Annu Rep Comput Chem. 2009 Jan 1;5:23-48. doi: 10.1016/S1574-1400(09)00502-7.
Growing computing capacity and algorithmic advances have facilitated the study of increasingly large biomolecular systems at longer timescales. However, with these larger, more complex systems come questions about the quality of sampling and statistical convergence.
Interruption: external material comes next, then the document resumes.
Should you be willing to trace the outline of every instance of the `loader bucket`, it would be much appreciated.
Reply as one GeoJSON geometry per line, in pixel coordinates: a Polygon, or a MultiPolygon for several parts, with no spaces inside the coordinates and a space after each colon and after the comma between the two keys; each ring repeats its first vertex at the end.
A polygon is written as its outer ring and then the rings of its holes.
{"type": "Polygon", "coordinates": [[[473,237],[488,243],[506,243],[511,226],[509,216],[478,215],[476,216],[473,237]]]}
What size systems can be sampled fully? If a system is not fully sampled, can certain "fast variables" be considered well-converged? How can one determine the statistical significance of observed results? The present review describes statistical tools and the underlying physical ideas necessary to address these questions. Basic definitions and ready-to-use analyses are provided, along with explicit recommendations. Such statistical analyses are of paramount importance in establishing the reliability of simulation data in any given study.
计算能力的不断提升和算法的进步,使得在更长的时间尺度上对越来越大的生物分子系统进行研究变得更加容易。然而,随着这些更大、更复杂的系统的出现,关于采样质量和统计收敛性的问题也随之而来。多大规模的系统能够被完全采样?如果一个系统没有被完全采样,某些“快速变量”能否被认为是充分收敛的?如何确定观测结果的统计显著性?本综述描述了用于解决这些问题所需的统计工具和基本物理概念。文中提供了基本定义和现成可用的分析方法,并给出了明确的建议。在任何特定研究中,此类统计分析对于确立模拟数据的可靠性至关重要。